三年前に設立されて以来、レイチェルは他の冒険者を通じてその噂を聞いていた。実際に契約した冒険者と仕事をしたこともある。彼は一角獣の紋章のメダルを控えめにぶら下げた、確かな実力者だった。そして魔物のことをひどく憎んでいた。
クリスの瞳の奥、あの冒険者と同じ光が見える。レイチェルには当然その理由が分かった。分かった、つもりだ。
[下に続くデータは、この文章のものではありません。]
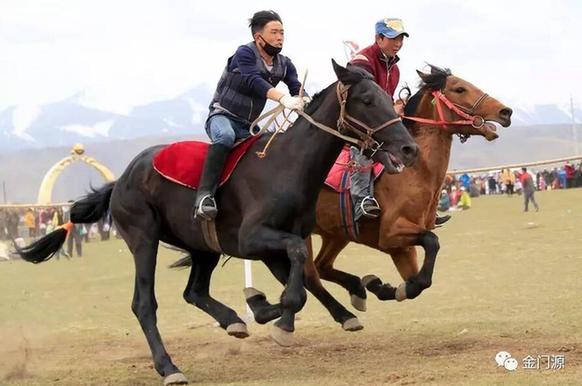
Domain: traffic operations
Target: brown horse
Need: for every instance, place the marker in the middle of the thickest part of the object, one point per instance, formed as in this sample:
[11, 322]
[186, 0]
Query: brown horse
[409, 199]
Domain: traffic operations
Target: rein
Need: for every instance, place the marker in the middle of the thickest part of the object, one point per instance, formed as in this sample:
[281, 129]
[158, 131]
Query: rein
[466, 113]
[344, 122]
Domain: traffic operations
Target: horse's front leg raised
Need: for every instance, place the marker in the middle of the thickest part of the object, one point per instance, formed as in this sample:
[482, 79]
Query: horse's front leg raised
[274, 245]
[405, 261]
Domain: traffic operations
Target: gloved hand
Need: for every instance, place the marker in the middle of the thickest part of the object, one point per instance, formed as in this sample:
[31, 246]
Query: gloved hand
[292, 103]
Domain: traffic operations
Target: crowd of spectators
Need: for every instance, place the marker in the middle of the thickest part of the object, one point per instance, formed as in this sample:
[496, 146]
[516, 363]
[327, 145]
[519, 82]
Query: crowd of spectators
[459, 189]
「その様子だと、知っているみたいだね。どういう団体なのか」
「私も冒険者ですからね」
「そう、我々は戦う力を持ち、人格的に信頼できる冒険者を歓迎している」
クリスは商人の口調で言った。
「君ならどちらも申し分ない。幹部になってもらうのが第一希望だけど、君が自身の旅を優先したいのであれば、末端としてでも良い。多少の協力をしてもらう代わりに、できる限りの援助を約束する。言っておくけど、特別扱いしてるわけじゃないよ。他の冒険者と同様の契約だ」
「ええ、分かってますよ」
「……というのは、建前だけどね」クリスは口調を崩した。「本音を言うと、目的はふたつ。『君と繋がっていたい』『君の旅を助けたい』。それだけのことなんだ」
「あらあら。素直にそう言えばいいじゃないですか」
「ただ助けたいと言っても、君は受け取らないだろう? 君は冒険者で、修道女だ」
「私のことをよく分かってますね」
レイチェルは微笑んだ。それから黙り込み、クリスの「お願い」への返答を考え始めた。十秒ほど経って、クリスは言った。
「決断は今じゃなくてもいいよ。ゆっくり考えて……」
「いえ、決めました」レイチェルは遮った。「入団させてください。いきなり幹部というのは恐れ多いので、末端として」
「本当かい?」クリスは安堵した様子で椅子に腰を深めた。「ははは、そうか。なんていうか、うん、すごく嬉しいよ。また君の隣人になれたみたいで」
クリスはそう言って笑った。はにかむようなその笑顔は、蝋燭の炎よりも明るく染まっているように見えた。レイチェルはその瞳に自分の姿を見ようとした。